We ended up using a homegrown system to solve this problem. We created a filemaker database with a data model complimentary to the AAPB’s main system. By using filemaker we were able to more efficiently make batch changes to the records as we were researching the NET programs. Filemaker also has a version that can act as a hosted web application. By using this version, we were able to have multiple users editing at the same time and not require an catalogers to install filemaker software on their computer. That was really big for us because the Library of Congress staff have very strict regulation of what they can install on their computers and it takes a long time to get approval for new things. This way we could all see the same records, edit them regardless of location, and add those links to the Library’s MAVIS system that let us batch inmport the rest of the data we need from their system. Because we designed it specifically for this project, the working space database exports data that can go straight into the AAPB’s main metadata management system with no additional transformations.
So now that we have records, which are deduplicated, have well-researched descriptions, and indicate where copies of each program exist across disparate collections, we need a way to show users that information.
This is just a quick look at one of our current record pages, the data that we display, and how we lay it out.
So the main challenge on the record page is that we have new types of data to share and we have more data than we did before. Our current page mainly just shows basic descriptions. There’s a title and a short summary. A day, some key words, and a few names of creators. At the end of the page we show the citation for the resource in 3 formats.
Now that we have these new records, we want to not only show the description, but also information about what collections have holdings (kind of like a World Cat but for public media).
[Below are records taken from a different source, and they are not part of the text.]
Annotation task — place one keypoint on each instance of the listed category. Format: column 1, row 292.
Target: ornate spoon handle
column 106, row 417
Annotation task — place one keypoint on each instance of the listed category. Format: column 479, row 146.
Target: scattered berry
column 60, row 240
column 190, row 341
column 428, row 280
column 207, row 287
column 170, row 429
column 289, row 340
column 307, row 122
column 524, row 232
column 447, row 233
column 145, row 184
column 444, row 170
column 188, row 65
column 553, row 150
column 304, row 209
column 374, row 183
We want to keep the citations, and for the fields we already showed, now we have even more information. The credit lists we have can be really long, the summaries are much longer than what we had before, and we have more shows that have complicated title situations.
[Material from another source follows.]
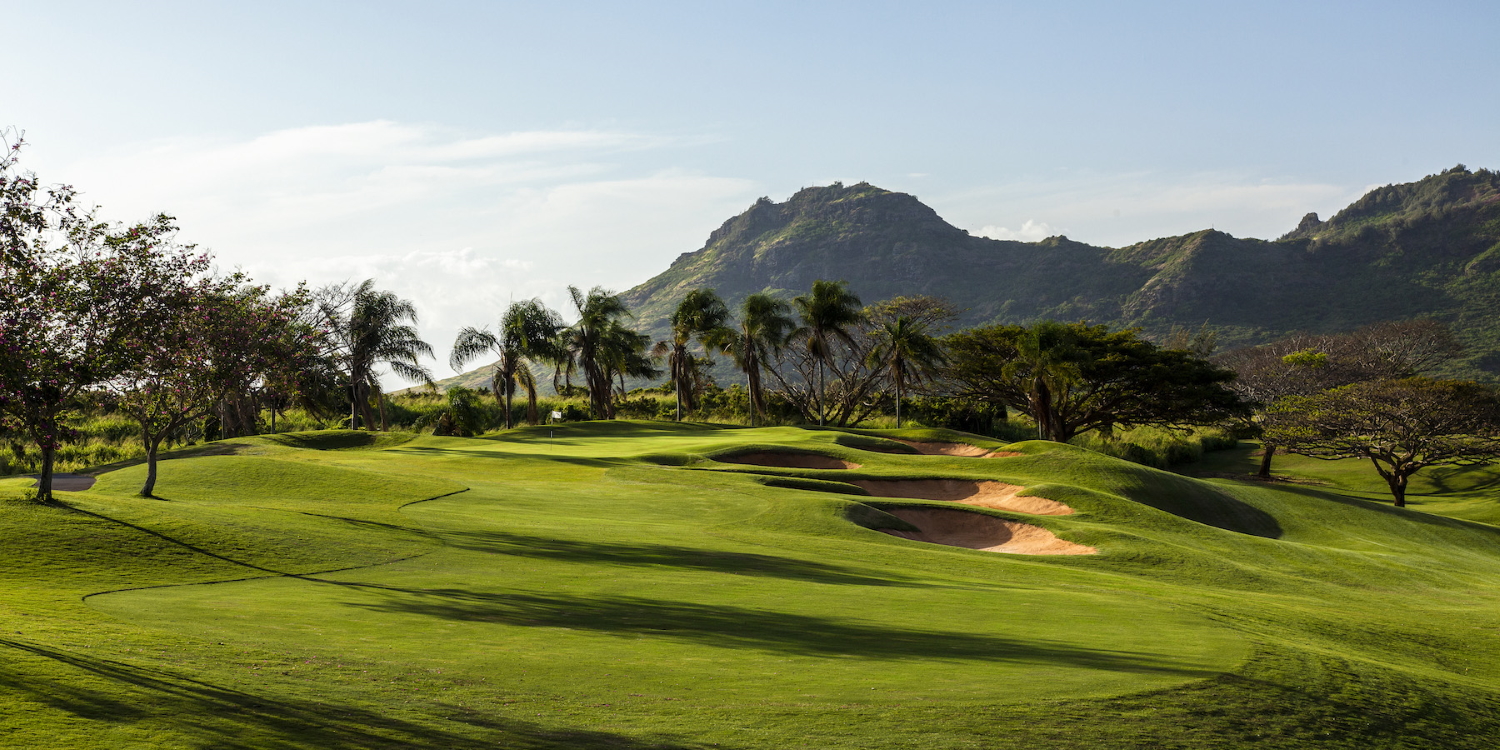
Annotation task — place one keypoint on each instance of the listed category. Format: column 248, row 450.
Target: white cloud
column 459, row 224
column 1029, row 231
column 1125, row 209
So the main way we address these issues is by separating out the core metadata fields, so that they are always visible, and then putting the rest of the metadata into collapsible sections, so they user can manage what’s on the page.
Current results for reference. You’ll notice that even with this much of the screen, I can only see 2 search results. You’ll also notice those big boxes along the left. That’s what our access facet looks like right now. It basically tells users how many records they are searching through. Their first category is the most narrow, and it’s limiting their results to only things in the Online Reading Room which they can view or listen to. Or if they’re looking at All of the things we have digitized, which means they might not be able to play some of the media if the rights have been cleared for putting it in the Online Reading Room. And the third option is All of the records, which means they would also get metadata only records for media that hasn’t been digitized yet. A lot of users don’t see these facets, and so don’t realize that they can change the category their searching in.
First, we cleaned up the main view, which still shows a thumbnail, title, etc. but doesn’t leave quite so much white space around everything.
List or skim view. Only shows title, date, and org. Rather than thumbnails, which take a lot of room, simple iconography to show if it’s video or audio and if it’s digitized or not.
Gallery view with just thumbnails and titles, for a more visual representation of the results
You’ve been able to see the more prominent access facet along the top if these last few slides. Here it is with the help text expanded, which users get by hovering over the question marks.